Lucifer stands by a marble pillar as big around as a redwood. A tailor is marking his suit with chalk, doing a final fitting.

“I would have been here early if you and Kasabian weren’t playing name games with me.”

“You should have noticed that little detail before or factored in more time to work it out when you arrived.”

“Kas said you hated it when people were late.”

“I hate when people I pay aren’t doing their best work. You’re a smarter boy than you act, Jimmy. You need to start taking things more seriously.”

“I’m taking this room seriously. This is what Liberace’s nightmares must have looked like.”

Lucifer turns around and looks at me. He’s an angel, so I can’t read him at all.

He tilts his head slightly and says, “Love the coat. Are you on your way to the O.K. Corral?”

I nod.

“Yeah, it’s a little Doc Holliday, but it’s called a rifle coat for a reason. I can hide a double-barreled shotgun under here. Or do you want me in slippers and a sweater vest, fighting off your enemies with a hot cocoa?”

“Not now, but when you come back down below, I hope you’ll fight that way in the arena.”

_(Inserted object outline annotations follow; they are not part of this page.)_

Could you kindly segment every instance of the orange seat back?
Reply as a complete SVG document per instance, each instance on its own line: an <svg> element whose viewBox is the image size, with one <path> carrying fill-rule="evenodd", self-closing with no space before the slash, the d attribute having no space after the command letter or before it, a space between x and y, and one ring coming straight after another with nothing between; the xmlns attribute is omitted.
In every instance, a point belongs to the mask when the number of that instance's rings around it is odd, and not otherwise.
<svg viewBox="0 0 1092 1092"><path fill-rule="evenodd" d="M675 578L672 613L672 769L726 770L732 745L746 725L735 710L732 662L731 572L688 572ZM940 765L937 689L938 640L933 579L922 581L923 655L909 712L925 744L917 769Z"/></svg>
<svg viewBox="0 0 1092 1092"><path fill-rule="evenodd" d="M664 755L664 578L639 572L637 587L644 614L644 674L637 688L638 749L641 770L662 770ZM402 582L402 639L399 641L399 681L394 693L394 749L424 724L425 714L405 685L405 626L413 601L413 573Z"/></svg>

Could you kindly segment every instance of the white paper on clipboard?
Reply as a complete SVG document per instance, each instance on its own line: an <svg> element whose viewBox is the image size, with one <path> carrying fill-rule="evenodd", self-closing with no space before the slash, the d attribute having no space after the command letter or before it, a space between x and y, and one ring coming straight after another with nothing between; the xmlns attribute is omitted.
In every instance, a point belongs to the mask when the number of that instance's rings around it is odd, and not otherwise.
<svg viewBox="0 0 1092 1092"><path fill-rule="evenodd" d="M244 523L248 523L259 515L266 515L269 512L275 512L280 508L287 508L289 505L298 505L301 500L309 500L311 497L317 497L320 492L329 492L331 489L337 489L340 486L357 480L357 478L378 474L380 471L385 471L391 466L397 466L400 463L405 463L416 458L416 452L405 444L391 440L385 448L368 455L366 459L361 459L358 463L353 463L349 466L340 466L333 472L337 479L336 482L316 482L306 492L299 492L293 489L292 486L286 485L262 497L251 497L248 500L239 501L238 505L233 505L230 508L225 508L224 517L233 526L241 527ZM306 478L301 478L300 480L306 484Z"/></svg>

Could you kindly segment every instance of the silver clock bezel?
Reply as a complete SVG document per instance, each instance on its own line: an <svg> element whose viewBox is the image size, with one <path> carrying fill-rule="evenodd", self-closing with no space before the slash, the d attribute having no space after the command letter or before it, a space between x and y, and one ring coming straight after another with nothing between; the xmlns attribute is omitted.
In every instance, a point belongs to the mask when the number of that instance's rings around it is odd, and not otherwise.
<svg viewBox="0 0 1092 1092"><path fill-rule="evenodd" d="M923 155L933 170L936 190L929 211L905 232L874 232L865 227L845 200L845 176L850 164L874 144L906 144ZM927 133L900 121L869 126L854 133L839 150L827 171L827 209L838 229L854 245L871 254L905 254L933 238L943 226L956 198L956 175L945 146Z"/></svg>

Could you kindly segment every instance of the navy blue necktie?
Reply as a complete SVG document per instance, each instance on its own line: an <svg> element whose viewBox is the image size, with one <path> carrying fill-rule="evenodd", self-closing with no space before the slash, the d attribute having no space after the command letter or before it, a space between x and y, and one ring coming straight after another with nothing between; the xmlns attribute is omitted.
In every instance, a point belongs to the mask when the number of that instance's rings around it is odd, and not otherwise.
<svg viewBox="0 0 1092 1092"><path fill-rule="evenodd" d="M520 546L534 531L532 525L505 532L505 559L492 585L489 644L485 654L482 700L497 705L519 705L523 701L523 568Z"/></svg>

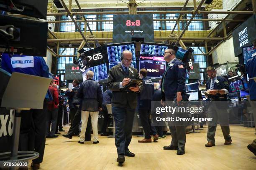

“Is that why you’re here? To take me back?”

He frowns.

“No, no. That was just a terrible joke. Forgive me.”

He turns to the tailor.

“We’re done for tonight.”

The tailor gives him a small bow and helps Lucifer take off the half-finished jacket and pants. Suddenly I’m alone in a room with the Prince of Darkness in his underwear. I wouldn’t have pegged him for a boxers guy.

Actually, he’s still wearing a silk maroon shirt and he slips on a pair of pressed black slacks folded over the back of a chair. I can’t get into Lucifer’s mood or mind the way I can with humans, but I can see him move. As he pulls on pants, he makes the tiniest imaginable move with his shoulders. He flinches, almost like he’s in pain. I look over at a statue of a headless woman with wings before he turns around.